Für das Verfahrensjahr 2004 wurden der BQS für den Leistungsbereich Gynäkologische Operationen 299.602 Datensätze aus 1.199 Krankenhäusern übermittelt.

Erstmals war mit der BQS-Spezifikation 7.0 ein homogenes Datensatzformat für das gesamte Verfahrensjahr gültig. Ebenfalls erstmals war 2004 der QS-Filter für die Auslösung der Dokumentation und die Bewertung der Vollständigkeit der übermittelten Datensätze im Einsatz. Die Funktionsweise des QS-Filters ist im Kapitel „QS-Filter“ ausführlich beschrieben.

Das Datensatzaufkommen hat sich im Vergleich zum Vorjahr durch die Änderung der QS-Filter-Auslösesystematik erheblich erhöht. Alle gelieferten Datensätze konnten ausgewertet werden. Sie beinhalten 301.313 Eingriffe.

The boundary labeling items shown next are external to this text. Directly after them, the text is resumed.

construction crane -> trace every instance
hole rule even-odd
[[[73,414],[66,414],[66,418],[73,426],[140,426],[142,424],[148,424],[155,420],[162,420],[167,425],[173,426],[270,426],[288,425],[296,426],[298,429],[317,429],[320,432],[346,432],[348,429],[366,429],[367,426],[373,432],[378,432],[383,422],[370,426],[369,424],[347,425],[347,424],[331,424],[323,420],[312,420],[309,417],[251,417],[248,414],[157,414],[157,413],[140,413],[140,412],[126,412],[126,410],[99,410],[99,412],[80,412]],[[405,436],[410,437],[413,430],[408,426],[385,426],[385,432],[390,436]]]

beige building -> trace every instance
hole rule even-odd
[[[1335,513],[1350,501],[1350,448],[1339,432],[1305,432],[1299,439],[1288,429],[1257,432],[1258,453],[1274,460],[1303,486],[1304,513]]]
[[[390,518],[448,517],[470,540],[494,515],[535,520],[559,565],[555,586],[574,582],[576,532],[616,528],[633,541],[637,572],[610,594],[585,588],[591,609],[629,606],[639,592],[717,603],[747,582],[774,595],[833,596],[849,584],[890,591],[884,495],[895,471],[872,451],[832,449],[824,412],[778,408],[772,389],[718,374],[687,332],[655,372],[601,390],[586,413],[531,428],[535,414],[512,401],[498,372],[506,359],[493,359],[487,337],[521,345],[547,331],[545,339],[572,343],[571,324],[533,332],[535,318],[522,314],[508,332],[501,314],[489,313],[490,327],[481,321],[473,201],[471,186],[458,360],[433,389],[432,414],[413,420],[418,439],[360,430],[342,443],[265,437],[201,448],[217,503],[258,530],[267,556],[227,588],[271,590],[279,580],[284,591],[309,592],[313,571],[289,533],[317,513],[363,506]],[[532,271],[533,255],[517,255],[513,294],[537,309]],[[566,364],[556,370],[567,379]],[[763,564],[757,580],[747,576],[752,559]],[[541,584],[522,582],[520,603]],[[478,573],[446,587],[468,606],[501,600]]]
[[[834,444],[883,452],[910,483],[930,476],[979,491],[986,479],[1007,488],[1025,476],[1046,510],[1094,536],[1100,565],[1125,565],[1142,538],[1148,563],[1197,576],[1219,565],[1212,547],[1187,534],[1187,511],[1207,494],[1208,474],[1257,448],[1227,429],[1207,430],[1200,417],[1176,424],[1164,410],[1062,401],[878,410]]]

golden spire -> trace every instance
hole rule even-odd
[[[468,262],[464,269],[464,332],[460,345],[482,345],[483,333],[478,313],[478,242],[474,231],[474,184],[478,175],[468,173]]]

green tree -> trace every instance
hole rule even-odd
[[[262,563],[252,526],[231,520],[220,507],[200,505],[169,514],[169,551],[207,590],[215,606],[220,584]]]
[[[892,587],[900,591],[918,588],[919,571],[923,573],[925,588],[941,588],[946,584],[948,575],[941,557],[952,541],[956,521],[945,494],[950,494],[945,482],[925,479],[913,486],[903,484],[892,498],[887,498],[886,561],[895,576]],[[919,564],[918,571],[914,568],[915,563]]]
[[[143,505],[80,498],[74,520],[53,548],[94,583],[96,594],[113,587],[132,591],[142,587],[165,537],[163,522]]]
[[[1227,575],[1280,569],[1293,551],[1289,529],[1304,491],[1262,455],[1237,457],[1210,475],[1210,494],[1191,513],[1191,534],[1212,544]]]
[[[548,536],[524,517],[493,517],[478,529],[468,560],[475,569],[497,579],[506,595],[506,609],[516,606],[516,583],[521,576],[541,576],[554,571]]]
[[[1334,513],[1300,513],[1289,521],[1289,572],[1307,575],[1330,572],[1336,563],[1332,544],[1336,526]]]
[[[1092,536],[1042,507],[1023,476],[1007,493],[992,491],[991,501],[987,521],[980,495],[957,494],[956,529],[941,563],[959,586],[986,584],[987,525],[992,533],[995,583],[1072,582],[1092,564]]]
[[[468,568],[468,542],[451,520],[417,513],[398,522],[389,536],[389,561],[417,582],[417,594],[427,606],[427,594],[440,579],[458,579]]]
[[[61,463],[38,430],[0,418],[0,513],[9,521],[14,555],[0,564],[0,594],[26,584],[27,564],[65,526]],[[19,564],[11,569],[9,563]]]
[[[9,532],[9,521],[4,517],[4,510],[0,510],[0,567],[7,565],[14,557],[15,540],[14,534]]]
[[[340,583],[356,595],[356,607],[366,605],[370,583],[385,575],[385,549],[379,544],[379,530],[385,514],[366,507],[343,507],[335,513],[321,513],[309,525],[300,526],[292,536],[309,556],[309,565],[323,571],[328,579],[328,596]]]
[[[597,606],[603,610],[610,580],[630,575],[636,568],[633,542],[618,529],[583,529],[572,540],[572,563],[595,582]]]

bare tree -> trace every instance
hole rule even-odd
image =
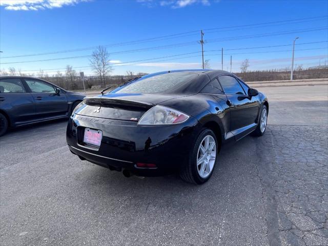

1.261 Krankenhäuser haben in ihrer methodischen Sollstatistik 316.531 zu dokumentierende Datensätze für den Leistungsbereich Gynäkologische Operationen ausgewiesen. Damit liegt die Vollständigkeit der Datensätze, die die bundesweite Dokumentationsrate (Verhältnis von ausgewerteten zu erwarteten Datensätzen) widerspiegelt, bei 94,65%.

Die Vollständigkeit der Krankenhäuser (Verhältnis von teilnehmenden zu erwarteten Krankenhäusern) liegt bei 95,08%.

Die Beteiligung der einzelnen Bundesländer variiert und weist bezogen auf das Verhältnis von ausgewerteten zu erwarteten Datensätzen eine Spannweite von 90,58% bis 101,04% auf.

Es ist davon auszugehen, dass nahezu alle Krankenhäuser, die QS-Datensätze gesendet haben, auch die Sollstatistik übermittelt haben. Ursachen für Dokumentationsraten über 100% sind im Kapitel „Datenbasis“ beschrieben.

Eine krankenhausindividuelle Dokumentationsrate könnte Anhaltspunkte liefern, welche Krankenhäuser keine oder zu wenig Datensätze geliefert haben. Diese kann auf Bundesebene aber nicht ermittelt werden, da der BQS bei den gelieferten Datensätzen nur die Pseudonyme der Krankenhäuser bekannt sind und daher ein Abgleich mit den IK-Nummern der Sollstatistik nicht möglich ist.

Im Vergleich zur Übersicht der Krankenhäuser mit gynäkologischen Fachabteilungen der Arbeitsgemeinschaft Gynäkologische Onkologie e.V. (AGO 2005), welche aktuell von 1.163 Krankenhäusern ausgeht und auf freiwilligen Auskünften beruht, sind die Zahlen der BQS etwas höher. Gründe für diese Abweichung können auch darin liegen, dass zusätzlich Verbringungsleistungen oder ambulante Eingriffe dokumentiert wurden.

Vor diesem Hintergrund ist die Teilnahme an der externen vergleichenden Qualitätssicherung als sehr gut zu bewerten.